Aissata at her booth during NY NOW™
Cooperative Djiguiyaso, based in Bamako, Mali, was founded by Aissata Namoko, a woman whose business background assisted in the cooperative’s objective to target poverty issues in the community. Since 1994, they have helped women transition to the workplace, established a crochet workshop and created high quality products made of local cotton. From 2008 to 2013, through its West African Cotton Improvement Program, Aid to Artisans assisted over 20 artisans enterprises including Cooperative Djiguyaso. Recently, ATA sat down with Aissata to talk more about her work and the artisans of Cooperative Djiguiyaso.
1.) Can you tell us a little about your background? For example, where you are from, education and/or job experience? Did that have any effect on the work you do now?
I am originally from Mali but I was born in 1956 in Bobo Dioulasso, Burkina Faso because my father had immigrated there and worked as an accountant in a bank. My mother was a great seamstress whose skills were in crocheting, hand embroidery, and using sewing machines. Since I was small, I loved to sit next to my mother and watch her sew. She taught me a lot about sewing, which left a positive impact on the work I’m doing now. I have not been to a sewing school. I have a bachelor’s degree in accounting worked for 10 years at the National Directorate of Cooperatives in Bamako.
2.) What led you to work with women artisans and start Cooperative Djiguiyaso? Please tell us more about the types of products Cooperative Djiguiyaso produces.
After working for 10 years, I left the public function to create a cottage industry. The cooperative was created by a dozen women artisans who were unemployed and whose businesses did not work. The beginning was very difficult for us. I wanted to fight against the poverty of women, improve their technical skills in design and their level of expertise for professional social integration of women and finally, improve the economic situation of women by participating in regional and national fairs.
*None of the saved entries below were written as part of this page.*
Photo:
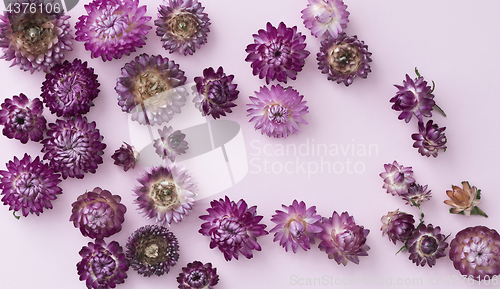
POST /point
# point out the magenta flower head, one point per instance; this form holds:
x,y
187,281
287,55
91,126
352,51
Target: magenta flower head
x,y
215,93
103,265
152,250
430,139
166,193
197,275
29,185
182,25
325,16
277,53
344,58
70,88
35,40
112,28
73,147
426,244
233,228
475,252
296,226
397,179
277,112
22,118
342,239
98,214
151,89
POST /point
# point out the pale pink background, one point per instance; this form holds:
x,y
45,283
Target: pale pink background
x,y
455,43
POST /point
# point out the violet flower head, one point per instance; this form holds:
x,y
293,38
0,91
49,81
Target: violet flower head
x,y
215,92
296,226
98,214
233,228
475,252
22,118
430,139
103,265
151,89
342,239
166,194
35,40
152,250
344,58
112,28
182,25
171,143
277,112
277,53
325,16
397,179
426,244
29,185
73,147
197,275
70,88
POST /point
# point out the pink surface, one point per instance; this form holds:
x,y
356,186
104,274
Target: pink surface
x,y
454,43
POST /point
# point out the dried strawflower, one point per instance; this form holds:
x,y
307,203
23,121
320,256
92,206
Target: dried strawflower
x,y
277,53
277,112
182,25
233,228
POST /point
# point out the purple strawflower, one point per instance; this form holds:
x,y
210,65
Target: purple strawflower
x,y
98,214
151,89
126,156
36,41
475,252
152,250
215,93
344,58
29,185
277,53
430,139
325,16
233,228
342,239
73,147
197,275
277,112
182,25
102,265
426,244
113,28
22,118
70,88
296,226
166,194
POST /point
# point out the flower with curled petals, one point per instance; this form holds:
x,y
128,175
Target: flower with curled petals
x,y
296,226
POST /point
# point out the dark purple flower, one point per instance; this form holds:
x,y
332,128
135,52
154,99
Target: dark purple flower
x,y
277,53
98,214
296,226
35,40
70,88
344,58
29,186
103,265
475,252
182,25
113,28
73,147
22,118
233,228
215,93
152,250
197,275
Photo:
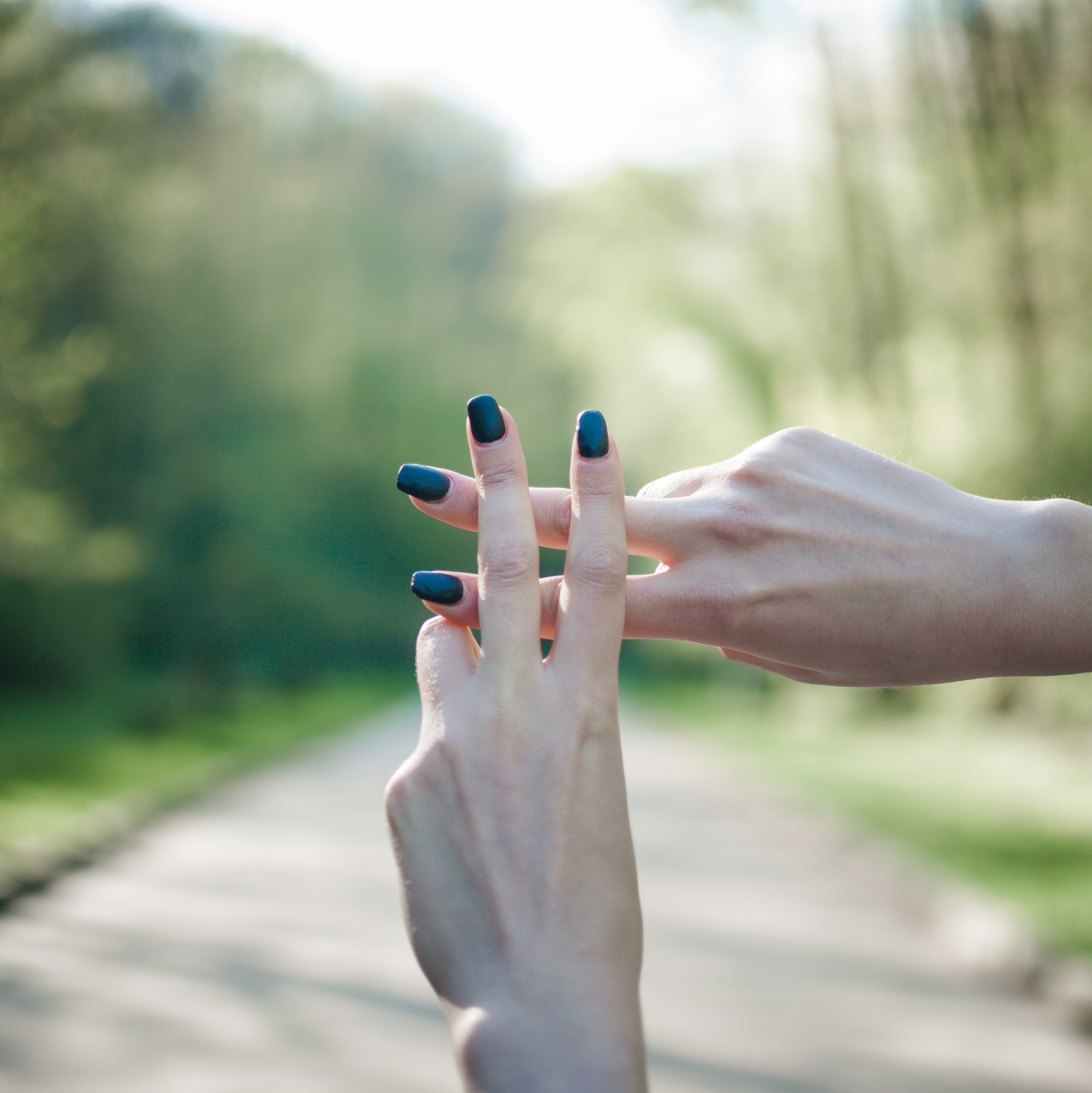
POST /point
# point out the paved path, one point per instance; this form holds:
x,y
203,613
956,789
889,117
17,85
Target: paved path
x,y
253,944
The Djiguiyaso Cooperative used raw material 100% cotton from Mali that were developed into products like tablecloths, table runners, indigo design cushions, curtains and indigo shirts.
Pillows from Cooperative Djiguiyaso
3.) How many women is Cooperative Djiguiyaso training currently?
There are 110 women in the Cooperative.
4.) What do you believe your biggest accomplishment has been so far?
Our greatest achievements are receiving Le Salon International de L Artisanat de Ouagadougou ( creative award in 2008 and UNESCO Award of Excellence for our products as well as the creation of a center in 2010 in Bamako that which provides training in cutting and sewing, natural dyeing (indigo and bogolan) in traditional spinning cotton and hand wheel techniques. Additionally, it’s been a great accomplishment to be able to work with courageous women artisans who are dedicated to the well-being of Djiguiyaso.
5.) How has working with Aid to Artisans benefited Cooperative Djiguiyaso and you personally?
Working with Aid to Artisans has been very beneficial for Djiguiyaso Cooperative. We artisans needed this program for our enterprises. The design innovation taught during the 5 year ATA program called WACIP allowed Djiguiyaso to make unique, high-end handmade products so sophisticated that it reached the international markets in the US and the EU. It is because of ATA’s design intervention during the WACIP project that our products won the UNESCO Excellence Award and that Djiguiyaso received the SIAO prize for Creativity. Thank you to the WACIP-ATA team for their support. Personally, this program has allowed me to be even more motivated to work and to fulfill my dream of creating a successful craft business in textiles.
Pillows from Cooperative Djiguiyaso
6.) How was your experience at Artisan Resource at NY NOW? Do you feel partnering with Aid to Artisans helped you with the process?
In New York, I found that Djiguiyaso was a large company with its high-end products to meet new buyers. Djiguiyaso was equipped for this experience because the WACIP-ATA project prepared us by participating several times in SIAO Burkina. The experience provided many meetings with buyers.
7.) Where do you see Cooperative Djiguiyaso in 5 years?
In 5 years, I see Djiguiyaso with very large orders in the USA and creating a large production unit with 1000 women artisans in jobs for cutting and sewing, jobs for natural dye (indigo bogolan) and jobs for traditional spinning. I see that the cooperative no longer paying rent and having its own building to house the training center.